In this example we read all logs of the specific contract and decode them later in SQL ([full example](https://github.com/kamu-data/kamu-contrib/blob/master/net.rocketpool/reth.mint-burn-2in1.yaml)):

```yaml theme={null}
kind: DatasetSnapshot
version: 1
content:
  name: net.rocketpool.reth.mint-burn
  kind: Root
  metadata:
    - kind: SetPollingSource
      fetch:
        kind: EthereumLogs
        # Ethereum Mainnet
        # See: https://chainlist.org/
        chainId: 1
        # Read raw logs, filtering by signatures we care about
        filter: |
          address = X'ae78736cd615f374d3085123a210448e74fc6393'
          and (
            topic0 = eth_event_selector(
              'TokensMinted(address indexed to, uint256 amount, uint256 ethAmount, uint256 time)'
            )
            or topic0 = eth_event_selector(
              'TokensBurned(address indexed from, uint256 amount, uint256 ethAmount, uint256 time)'
            )
          )
          and block_number > 13325304
      read:
        kind: Parquet
      preprocess:
        kind: Sql
        engine: datafusion
        query: |
          select
            to_timestamp_seconds(
              cast(json_get_str(event, 'time') as bigint
            ) as event_time,
            block_number,
            block_hash,
            transaction_index,
            transaction_hash,
            log_index,
            json_get_str(event, 'name') as event_name,
            decode(
              coalesce(
                json_get_str(event, 'to'),
                json_get_str(event, 'from')
              ),
              'hex'
            ) as holder_address,
            json_get_str(event, 'amount') as amount,
            json_get_str(event, 'ethAmount') as eth_amount
          from (
            select
              *,
              coalesce(
                eth_try_decode_event(
                  'TokensMinted(address indexed to, uint256 amount, uint256 ethAmount, uint256 time)',
                  topic0,
                  topic1,
                  topic2,
                  topic3,
                  data
                ),
                eth_try_decode_event(
                  'TokensBurned(address indexed from, uint256 amount, uint256 ethAmount, uint256 time)',
                  topic0,
                  topic1,
                  topic2,
                  topic3,
                  data
                )
              ) as event
            from input
          )
      merge:
        kind: Append
```

The above code is using `eth_try_decode_event` function provided by [`datafusion-ethers`](https://github.com/kamu-data/datafusion-ethers) extension to the SQL engine.
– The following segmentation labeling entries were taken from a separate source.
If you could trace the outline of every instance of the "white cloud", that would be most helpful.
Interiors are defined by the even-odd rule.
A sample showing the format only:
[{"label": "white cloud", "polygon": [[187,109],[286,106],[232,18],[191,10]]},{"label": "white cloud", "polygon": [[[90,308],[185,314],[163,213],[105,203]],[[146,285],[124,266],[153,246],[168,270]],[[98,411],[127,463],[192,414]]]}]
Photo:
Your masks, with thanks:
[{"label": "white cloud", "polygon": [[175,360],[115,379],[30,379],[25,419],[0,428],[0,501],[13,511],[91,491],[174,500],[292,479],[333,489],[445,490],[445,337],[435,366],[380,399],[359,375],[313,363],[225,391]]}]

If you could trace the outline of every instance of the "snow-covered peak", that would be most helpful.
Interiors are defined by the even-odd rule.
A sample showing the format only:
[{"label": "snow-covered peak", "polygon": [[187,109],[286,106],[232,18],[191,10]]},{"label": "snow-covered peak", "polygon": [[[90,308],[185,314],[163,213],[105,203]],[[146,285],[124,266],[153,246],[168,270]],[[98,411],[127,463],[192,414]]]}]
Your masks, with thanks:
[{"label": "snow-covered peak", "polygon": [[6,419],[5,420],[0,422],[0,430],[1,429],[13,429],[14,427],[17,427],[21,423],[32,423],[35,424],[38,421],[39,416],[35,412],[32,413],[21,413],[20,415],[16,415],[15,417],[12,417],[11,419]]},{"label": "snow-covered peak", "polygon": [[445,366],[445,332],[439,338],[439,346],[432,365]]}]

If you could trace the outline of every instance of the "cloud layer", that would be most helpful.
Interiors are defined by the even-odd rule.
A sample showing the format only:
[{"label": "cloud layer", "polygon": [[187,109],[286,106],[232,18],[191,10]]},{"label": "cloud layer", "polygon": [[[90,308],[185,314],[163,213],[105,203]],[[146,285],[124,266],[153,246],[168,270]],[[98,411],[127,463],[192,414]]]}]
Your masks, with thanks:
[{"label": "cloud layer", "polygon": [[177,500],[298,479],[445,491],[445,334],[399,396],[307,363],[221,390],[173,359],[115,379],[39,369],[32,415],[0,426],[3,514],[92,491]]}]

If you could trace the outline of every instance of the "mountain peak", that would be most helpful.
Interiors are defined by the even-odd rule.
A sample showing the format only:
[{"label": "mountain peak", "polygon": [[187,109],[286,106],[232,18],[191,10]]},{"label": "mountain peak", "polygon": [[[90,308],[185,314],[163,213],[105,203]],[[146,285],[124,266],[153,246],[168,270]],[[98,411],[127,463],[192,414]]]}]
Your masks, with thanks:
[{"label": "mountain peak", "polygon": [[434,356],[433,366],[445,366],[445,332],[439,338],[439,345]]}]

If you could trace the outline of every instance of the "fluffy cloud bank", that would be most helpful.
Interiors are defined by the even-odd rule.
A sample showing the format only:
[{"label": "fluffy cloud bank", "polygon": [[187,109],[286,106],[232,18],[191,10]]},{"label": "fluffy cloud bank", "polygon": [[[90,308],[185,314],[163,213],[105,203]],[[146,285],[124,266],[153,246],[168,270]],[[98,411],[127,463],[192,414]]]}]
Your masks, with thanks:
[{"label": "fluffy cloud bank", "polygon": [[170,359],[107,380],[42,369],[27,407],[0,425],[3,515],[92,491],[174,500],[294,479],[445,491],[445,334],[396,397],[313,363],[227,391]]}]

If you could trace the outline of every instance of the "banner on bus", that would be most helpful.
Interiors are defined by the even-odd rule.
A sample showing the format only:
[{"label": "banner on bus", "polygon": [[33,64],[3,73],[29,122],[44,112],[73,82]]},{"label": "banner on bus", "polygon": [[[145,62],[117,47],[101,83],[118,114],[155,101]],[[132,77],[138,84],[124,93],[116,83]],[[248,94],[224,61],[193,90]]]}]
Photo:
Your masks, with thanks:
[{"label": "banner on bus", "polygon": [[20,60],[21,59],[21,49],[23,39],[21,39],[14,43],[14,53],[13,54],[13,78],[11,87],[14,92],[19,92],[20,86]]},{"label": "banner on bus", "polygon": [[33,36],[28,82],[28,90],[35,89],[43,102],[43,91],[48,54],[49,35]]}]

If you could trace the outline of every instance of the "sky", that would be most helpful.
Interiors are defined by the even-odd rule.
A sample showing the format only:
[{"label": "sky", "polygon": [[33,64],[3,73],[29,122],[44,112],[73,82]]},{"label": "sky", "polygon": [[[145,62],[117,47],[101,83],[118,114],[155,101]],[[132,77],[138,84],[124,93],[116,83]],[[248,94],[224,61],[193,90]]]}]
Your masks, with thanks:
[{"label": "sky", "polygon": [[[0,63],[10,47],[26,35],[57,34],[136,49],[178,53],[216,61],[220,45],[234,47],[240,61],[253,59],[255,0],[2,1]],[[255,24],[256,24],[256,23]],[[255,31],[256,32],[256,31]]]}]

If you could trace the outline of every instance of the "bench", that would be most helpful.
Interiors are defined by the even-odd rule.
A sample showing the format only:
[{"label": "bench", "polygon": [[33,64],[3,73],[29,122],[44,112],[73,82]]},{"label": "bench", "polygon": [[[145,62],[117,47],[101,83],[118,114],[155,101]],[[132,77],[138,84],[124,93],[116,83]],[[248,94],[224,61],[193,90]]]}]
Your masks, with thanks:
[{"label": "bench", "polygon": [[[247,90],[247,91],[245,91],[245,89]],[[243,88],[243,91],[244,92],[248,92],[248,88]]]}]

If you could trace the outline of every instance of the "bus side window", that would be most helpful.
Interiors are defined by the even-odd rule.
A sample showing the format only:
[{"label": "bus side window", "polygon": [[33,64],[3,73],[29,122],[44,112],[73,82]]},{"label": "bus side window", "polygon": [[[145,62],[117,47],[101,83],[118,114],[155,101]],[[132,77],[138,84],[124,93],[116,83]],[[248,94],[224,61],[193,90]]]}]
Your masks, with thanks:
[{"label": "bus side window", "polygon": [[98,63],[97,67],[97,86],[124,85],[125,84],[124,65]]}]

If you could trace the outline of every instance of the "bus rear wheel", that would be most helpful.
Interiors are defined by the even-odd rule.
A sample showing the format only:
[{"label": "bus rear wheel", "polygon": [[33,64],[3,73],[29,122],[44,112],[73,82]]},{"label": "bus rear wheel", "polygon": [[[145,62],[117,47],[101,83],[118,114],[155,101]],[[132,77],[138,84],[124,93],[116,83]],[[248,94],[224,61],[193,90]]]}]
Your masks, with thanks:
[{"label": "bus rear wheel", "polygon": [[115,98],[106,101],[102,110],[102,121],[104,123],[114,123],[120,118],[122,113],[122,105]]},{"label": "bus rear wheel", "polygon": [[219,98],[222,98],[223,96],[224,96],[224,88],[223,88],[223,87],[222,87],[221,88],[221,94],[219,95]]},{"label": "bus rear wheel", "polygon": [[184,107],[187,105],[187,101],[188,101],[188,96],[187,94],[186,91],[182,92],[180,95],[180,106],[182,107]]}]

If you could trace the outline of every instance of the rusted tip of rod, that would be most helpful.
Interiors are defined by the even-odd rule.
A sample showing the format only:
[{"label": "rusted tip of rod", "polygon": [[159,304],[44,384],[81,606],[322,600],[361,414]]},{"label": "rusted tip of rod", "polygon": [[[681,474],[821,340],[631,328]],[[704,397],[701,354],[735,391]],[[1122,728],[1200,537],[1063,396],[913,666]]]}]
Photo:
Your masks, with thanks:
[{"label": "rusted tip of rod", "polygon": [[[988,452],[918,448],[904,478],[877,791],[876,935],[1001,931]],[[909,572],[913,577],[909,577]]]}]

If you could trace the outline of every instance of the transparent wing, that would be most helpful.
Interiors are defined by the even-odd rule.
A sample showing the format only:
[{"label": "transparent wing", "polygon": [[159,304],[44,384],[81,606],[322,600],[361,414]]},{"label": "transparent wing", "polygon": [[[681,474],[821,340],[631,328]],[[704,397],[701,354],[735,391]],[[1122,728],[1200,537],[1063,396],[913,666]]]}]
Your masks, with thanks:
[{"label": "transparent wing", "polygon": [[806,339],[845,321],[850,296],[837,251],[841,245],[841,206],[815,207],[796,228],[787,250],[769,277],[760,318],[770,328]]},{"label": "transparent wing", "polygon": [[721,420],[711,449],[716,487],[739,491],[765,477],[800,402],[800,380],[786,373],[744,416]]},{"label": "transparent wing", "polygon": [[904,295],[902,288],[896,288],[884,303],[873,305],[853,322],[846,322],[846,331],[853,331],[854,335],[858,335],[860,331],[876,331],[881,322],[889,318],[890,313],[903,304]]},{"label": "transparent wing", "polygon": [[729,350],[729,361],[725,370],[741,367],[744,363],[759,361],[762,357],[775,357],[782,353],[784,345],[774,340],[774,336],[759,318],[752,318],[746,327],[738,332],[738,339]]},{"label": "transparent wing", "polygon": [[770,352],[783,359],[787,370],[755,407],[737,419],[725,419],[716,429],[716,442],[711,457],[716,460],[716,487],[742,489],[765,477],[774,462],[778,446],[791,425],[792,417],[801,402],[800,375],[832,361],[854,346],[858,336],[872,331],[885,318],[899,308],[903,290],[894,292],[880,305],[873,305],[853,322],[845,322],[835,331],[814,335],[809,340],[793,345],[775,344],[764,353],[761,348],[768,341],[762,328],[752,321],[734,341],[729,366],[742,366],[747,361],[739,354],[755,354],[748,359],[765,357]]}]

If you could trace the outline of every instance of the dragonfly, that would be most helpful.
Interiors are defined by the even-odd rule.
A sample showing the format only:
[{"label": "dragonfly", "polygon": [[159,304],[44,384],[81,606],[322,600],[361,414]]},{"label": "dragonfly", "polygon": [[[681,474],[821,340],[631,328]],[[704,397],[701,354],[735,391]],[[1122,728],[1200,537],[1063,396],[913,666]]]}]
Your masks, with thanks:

Upon success this function returns a decoded event as JSON string, which we then take apart using [`datafusion-functions-json`](https://github.com/datafusion-contrib/datafusion-functions-json) set of functions.

## Future Work

Blockchain data satisfies all properties of an ODF dataset (history-preserving, reproducible, verifiable), with differences primarily in encoding. We therefore see Kamu NOT as an indexer (solutions that copy data from blockchains into queryable databases, leading to recentralization concerns). Instead we see **blockchains as a natural extension of the Open Data Fabric network**.

Integrating blockchains as data sources and consumers of data via [Kamu Oracle](/api/oracle) makes Kamu the first system where you can go through the whole cycle (reading on-chain data, merging it with off-chain data, providing data back on-chain to a smart contract) within one solution, with just SQL, with full verifiability.

Our future work will focus on further **erasing the boundary between on- and off-chain data**.